By Mark and Wendy Pratt
It’s hot. We’re sleeping in the basement where it’s cool and quiet. No dogs barking or kingbirds squawking at 4:30 am. By fall we’ll move back upstairs, but for now it’s a mini-getaway for us.
This morning we watched a colorful tanager feed on the berries of the chokecherry out our living room window. I told the numerous robins that perhaps they could feed elsewhere. I like them, but they’re a bit mundane, choose another bush please.
We’re moving cattle every 10 days or so in the mountains, which is a big switch for us. We’re following the advice we heard a smart rancher give one day: “shorten your graze periods and lengthen your recovery periods.” It’s stressing us in ways we didn’t anticipate and it’s not perfect, but things seldom are. We’ve had a few pleasant overnight stays in the mountains. Being in the high country early in the morning and late at night means spotting elk, mule deer, sage grouse, and listening to the nighthawks boom.
I’ve enjoyed some time away from the ranch rummaging through boxes of memorabilia with my sisters. It’s taken us years to tackle what our grandmother and uncle left behind in their home built by my great grandparents. We hate to disturb some of the drawers and shelves that have remained untouched since the last occupation over 20 years ago. My uncle saved everything. I hauled box after box down the steep attic stairs one very hot day. One curious find was a large box filled with crepe paper streamers, all a faded green. Their household was staunchly democrat and there was a stash of John Kennedy campaign materials and articles written after his assassination. There were piles of books and magazines, and the occasional handwritten letter to keep us interested.
We have a box labeled for each branch of the family, file folders for each individual, a box to take to the local historical society, totes for scrapbooks to deal with later, and piles of items with some value that we need to think about.

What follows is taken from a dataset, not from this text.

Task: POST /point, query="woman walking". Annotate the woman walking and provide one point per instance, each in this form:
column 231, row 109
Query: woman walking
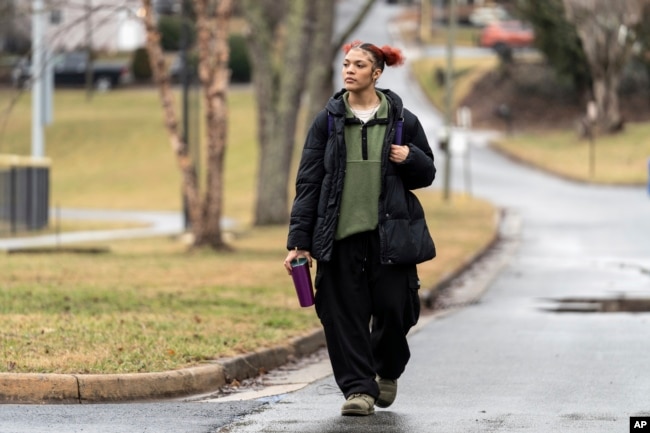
column 354, row 213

It’s a labor of love, and with my dear sisters, what I would do just for fun.
Summer is cruising along at warp speed. Oh, to hold on to these evenings! We watched the July full moon, the buck moon, rise at dusk on my birthday. We christened the new redwood deck and made merry as I tried to forget how surprising the number on the cake was.
All of it – aging, the intoxicating days of summer, the cool breeze coming through the windows when I can’t sleep – take on a special poignancy when I’m immersed in the lives of my ancestors. We are the same. Especially so since our livelihood is the land, and we cherish country living as they did. My grandma talks about beet harvest, flood irrigating, and the first killdeer of spring as the important events they were. An optimist, nearly every diary entry begins with, “Lovely, lovely day.” She also wrote in a letter, “We lived through the depression and two world wars and loved every minute of it.”
I promise today to be more like her.